Well, he played hockey for New Glasgow High School — remember that grand old place that was up on Albert Street?
Starting with the 1962-63 team, he named former teammates — like co-captains Hal Dobson and Kevin Murphy; like Clint Dickson, Fred Malcolm, Lawson Breen, Barry MacDougall, goalie Richie MacPherson; like defencemen David Bain, Kirk Sutherland, John Campbell and Tom Curley.
“Many of our players,” Tom wrote, “had been with the Seven-Up Midgets that won the Maritime title two years earlier. I believe we (NGHS) were undefeated during the regular season and ran into a highly-motivated East Pictou team in the playoffs. They beat us in the first game of a two-game total-goal series (but) after a serious pep talk from (coach) John Brother, we won by several goals.

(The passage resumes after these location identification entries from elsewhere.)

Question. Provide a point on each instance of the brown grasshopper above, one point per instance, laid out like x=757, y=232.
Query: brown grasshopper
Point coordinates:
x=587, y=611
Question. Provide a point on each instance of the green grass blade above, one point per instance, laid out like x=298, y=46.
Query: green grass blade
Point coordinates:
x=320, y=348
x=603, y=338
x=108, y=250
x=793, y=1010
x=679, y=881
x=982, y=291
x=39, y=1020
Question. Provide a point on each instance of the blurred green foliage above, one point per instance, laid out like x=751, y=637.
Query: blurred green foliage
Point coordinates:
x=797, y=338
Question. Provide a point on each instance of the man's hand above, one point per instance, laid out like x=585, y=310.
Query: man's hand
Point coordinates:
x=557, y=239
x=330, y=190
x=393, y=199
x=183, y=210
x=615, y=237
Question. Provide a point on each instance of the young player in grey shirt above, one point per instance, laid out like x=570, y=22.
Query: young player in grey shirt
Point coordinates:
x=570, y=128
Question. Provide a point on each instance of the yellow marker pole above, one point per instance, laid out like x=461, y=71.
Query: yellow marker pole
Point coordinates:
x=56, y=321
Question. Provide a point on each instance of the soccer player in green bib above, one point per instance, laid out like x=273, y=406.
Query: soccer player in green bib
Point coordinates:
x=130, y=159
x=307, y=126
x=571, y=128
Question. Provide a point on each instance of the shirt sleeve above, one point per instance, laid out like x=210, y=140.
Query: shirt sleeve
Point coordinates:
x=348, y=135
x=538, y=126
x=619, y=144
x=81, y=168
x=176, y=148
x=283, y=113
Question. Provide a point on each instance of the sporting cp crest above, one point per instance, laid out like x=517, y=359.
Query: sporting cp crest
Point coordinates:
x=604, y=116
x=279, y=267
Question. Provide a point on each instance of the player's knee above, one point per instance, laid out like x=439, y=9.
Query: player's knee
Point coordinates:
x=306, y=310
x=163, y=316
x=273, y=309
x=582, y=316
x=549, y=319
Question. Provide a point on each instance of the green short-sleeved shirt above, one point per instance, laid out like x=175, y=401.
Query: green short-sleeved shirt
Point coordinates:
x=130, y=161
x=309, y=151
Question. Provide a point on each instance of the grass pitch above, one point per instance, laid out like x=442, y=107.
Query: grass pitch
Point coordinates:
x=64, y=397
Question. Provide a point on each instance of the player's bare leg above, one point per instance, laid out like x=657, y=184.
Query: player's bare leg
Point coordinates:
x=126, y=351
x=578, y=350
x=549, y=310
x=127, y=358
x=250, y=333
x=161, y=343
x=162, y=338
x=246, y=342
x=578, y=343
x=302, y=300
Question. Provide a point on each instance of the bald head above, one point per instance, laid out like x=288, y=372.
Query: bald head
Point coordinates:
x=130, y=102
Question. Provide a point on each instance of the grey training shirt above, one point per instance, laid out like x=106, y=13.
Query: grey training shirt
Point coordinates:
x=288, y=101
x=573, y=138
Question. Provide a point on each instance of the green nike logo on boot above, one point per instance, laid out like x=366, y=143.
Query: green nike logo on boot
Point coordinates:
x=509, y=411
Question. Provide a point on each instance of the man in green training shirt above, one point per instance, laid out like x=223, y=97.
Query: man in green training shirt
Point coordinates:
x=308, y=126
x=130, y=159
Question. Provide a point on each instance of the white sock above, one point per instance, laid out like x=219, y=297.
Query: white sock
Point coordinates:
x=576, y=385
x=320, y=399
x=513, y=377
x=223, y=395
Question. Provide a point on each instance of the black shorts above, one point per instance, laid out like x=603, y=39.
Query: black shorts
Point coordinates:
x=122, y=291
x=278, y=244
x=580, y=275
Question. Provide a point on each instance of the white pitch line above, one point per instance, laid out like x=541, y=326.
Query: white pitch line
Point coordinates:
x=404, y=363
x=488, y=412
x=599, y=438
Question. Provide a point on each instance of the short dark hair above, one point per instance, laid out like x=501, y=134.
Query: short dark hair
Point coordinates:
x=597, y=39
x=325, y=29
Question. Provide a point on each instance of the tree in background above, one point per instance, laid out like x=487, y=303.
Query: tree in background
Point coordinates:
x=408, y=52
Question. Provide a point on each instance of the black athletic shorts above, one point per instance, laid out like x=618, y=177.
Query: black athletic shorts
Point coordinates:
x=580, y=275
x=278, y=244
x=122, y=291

“The (provincial) finals were held in Halifax. Four teams were involved and after winning a semi-final game, we ended up beating a strong Halifax St. Pat’s team in the sudden-death final.”
That wasn’t all.
“The following week the juvenile playdowns started. Don Nelson and I went to play with the midget team (ages 15-16). John Brother had picked up two East Pictou standouts, Gerard Pellerine and Rip DeCoste, and the team won the Maritime title.”
After 1962-63, nine players graduated from school.
“There was a promising group of midget-aged players coming up behind them and Brother made the decision to keep that group together as NGHS’s ‘B’ team. The ‘A’ team was left with five returning skaters, a goalie, Francis McChesney. We played the entire season with six forwards and two defencemen, Tom Curley and Barry MacDougall. The ‘B’ team went on to win the provincial championship under Alvin Sinclair.”
The 1964-65 NGHS team, Macdonald remembers, “had 11 skaters and two goalies who came from the previous ‘B’ team. That group included Scott MacDougall, Colin Cameron, Alan Conway, Brian Murphy, Gary Morrison, Bob Sangster, Jim MacLeod, Wayne Wadden, Jim Sutherland, Brent Fraser and goalies Gary Withers and Ted Borden.
“Don Nelson and I were the only holdovers from the ‘A’ squad. We both went on to play for Dalhousie University – Don from 1965-68, and me from 1968-72. Our 1964-65 team was a group of pretty good players that seemed to fly under the radar for most of the regular season. We went on to beat a highly-regarded Kings Collegiate School 16-2 in a two-game total-goal provincial final.”
That ‘64-65 win gave the school provincial titles in three consecutive seasons.
What became of Tom Macdonald?
He joined the Royal Bank “right out of high school” in 1965. He took a leave of absence from 1968-72 to attend Dal where he received a commerce degree. He then worked with the bank until 1981, in Truro and various branches in Halifax. He later served in Saskatoon, Montreal and Calgary.
He settled in Ottawa in 1981 and joined Export Development Canada, remaining with them until 1994, providing lending support to Canadian exporters doing business in Western Europe, South America and Asia. Tom ended his working career as an international business consultant.
Now 70, he lives in Ottawa with his wife Jennifer. A son and daughter also live in the Ottawa region. Oh yes, Tom is “still enjoying playing hockey four hours a week.”
So you see what a columnist can learn just by checking emails.